Ponyo on the Cliff by the Sea – A review!?

I don’t usually do full out reviews, because I don’t think I’m particularly good at writing them, but I wanted to say something about Ponyo, so what the hell. I didn’t actually watch the Disney dub, but watched a fansub version instead. All the talk about the Disney release reminded me that this movie’s been out in Japan since last year. At some point I do want to check out the Disney dub, because Disney’s Ghibli adaptations are the rare movies where I think the voice dubs are really well done. In fact, I still haven’t seen Princess Mononoke, Spirited Away or Howl’s Moving Castle with the original Japanese voice cast. Anyway onto the review.

Ponyo the goldfish girl
There’s something strange in the water

The story:

Ponyo is a simple love story at it’s heart. And I say "love" in its purest sense, because it’s not quite familial love, but it’s not quite romantic love as well. The relationship between the two kids is unique and full of life. If Sosuke is a bit disturbed by Ponyo’s fish roots, or her tendency to look like a chicken when she’s drawing upon her magical powers, he doesn’t let on at all. Conversely, Ponyo’s love is pure dedication as she literally transforms from a fish into a human and travels across the oceans to get back to Sosuke. The love story is cute, sweet and free from all the typical angsty drama.

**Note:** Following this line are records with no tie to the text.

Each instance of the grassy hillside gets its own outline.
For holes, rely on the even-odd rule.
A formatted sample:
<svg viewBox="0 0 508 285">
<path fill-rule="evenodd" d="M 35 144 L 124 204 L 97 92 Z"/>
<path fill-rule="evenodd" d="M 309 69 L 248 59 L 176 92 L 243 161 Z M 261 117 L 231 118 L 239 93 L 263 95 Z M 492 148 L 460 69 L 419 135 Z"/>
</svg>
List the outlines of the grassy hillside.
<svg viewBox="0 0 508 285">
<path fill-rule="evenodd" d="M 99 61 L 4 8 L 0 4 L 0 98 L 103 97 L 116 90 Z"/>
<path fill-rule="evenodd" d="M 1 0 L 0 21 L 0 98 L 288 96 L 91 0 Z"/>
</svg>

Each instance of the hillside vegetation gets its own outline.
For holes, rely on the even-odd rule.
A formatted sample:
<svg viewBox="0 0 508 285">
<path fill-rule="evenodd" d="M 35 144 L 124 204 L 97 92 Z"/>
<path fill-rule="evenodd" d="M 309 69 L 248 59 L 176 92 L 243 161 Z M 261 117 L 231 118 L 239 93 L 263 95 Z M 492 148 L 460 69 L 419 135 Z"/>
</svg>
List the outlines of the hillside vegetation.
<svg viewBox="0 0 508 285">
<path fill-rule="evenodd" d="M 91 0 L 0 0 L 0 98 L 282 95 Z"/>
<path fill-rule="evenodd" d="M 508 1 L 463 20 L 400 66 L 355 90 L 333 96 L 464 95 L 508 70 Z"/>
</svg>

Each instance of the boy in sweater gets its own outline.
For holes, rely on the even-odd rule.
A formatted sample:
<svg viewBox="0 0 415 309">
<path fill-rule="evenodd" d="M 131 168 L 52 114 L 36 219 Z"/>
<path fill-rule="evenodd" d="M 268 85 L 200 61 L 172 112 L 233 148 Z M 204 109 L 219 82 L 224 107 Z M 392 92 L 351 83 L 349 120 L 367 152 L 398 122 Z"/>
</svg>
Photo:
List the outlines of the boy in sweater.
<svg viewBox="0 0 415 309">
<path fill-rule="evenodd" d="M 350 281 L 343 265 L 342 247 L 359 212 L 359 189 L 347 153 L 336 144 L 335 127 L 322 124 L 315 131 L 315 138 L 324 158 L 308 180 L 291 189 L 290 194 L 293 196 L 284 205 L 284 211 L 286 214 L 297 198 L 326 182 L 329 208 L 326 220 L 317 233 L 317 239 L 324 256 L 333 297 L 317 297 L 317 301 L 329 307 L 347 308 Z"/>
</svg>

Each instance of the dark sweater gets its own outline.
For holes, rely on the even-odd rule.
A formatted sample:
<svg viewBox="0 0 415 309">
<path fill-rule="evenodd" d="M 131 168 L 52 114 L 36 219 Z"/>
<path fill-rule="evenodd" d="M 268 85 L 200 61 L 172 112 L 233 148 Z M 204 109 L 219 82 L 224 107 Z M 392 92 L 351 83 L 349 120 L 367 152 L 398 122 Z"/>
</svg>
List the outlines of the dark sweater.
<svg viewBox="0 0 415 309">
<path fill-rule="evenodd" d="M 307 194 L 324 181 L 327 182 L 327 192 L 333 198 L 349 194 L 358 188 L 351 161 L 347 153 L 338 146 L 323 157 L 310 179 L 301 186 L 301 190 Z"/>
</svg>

Unfortunately, there’s also a more supernatural and dramatic element to the story which is woefully underdeveloped. There’s no backstory to why Ponyo’s father cast aside his humanity to retreat to the seas. There’s also no backstory on what Ponyo’s mother is and what she does. But more egregiously, we’re told at the end that Sosuke’s true love for Ponyo saved the world from annihilation. Why or what that annihilation was is a complete mystery. I think it had to do with the moon getting too close to Earth, but I have no clue, and it’s a curious missing piece from the story.

The Animation:

It’s beautiful. Stunningly beautiful. Maybe not as steampunk detailed like Howl’s Moving Castle, or as bizarre and otherworldly as Spirited Away, but the attention to detail is amazing. You’ll notice an interesting detail, or a flourish of movement in every scene. It’s mind-boggling to me that all this was done without CGI. The character designs are interesting, but typical Miyazaki. But I did like Ponyo in goldfish form actually. She was just so adorably cute.

The Sound:

If the story was somewhat lacking, the animation and sound more than make up for it. The opening sequence reminded me of Fantasia, with the orchestral background and the myriad of sea creatures on screen. From there, it’s just orchestral bliss throughout. It feels like there’s never a moment where there’s not at least a woodwind or a violin playing quietly in the background. You definitely notice it every step of the way, but not because it’s distracting, but because of how good it sounds, and how it always seems to complement the mood so fittingly. I didn’t recognize any of the voice actors, but the VA work is solid, and I especially liked Ponyo’s seiyuu, especially when she’s saying "I want ham!"

The Characters:

Ponyo is a movie for kids, so there’s not a whole lot of character development. Ponyo is a headstrong, high-energy, heart on her sleeve goldfish. Sosuke is the naive but bright-eyed and good natured kid. Risa is the strong backbone of her family and community. While Ponyo’s parents balance out the eccentricity scale. They are what they are, and they don’t change too much during the movie. But the chemistry between all the characters feels so natural, that the characters don’t feel like cardboard cutouts, and instead everything feels natural – even when you’re literally a fish out of water.

Final Thoughts:

It’s not really fair to compare Ponyo to the movies I mentioned above, because they’re intended for different audiences. Ponyo is a much more straightforward, "what you see is what you get" story. And like I mentioned, even some of the deeper stuff under the surface isn’t developed enough to bother thinking too deeply about. But if you level-set your expectations and you watch it for what it is – a kids story about love – I think it’d be hard to deny the feel-good, cuteness of the movie.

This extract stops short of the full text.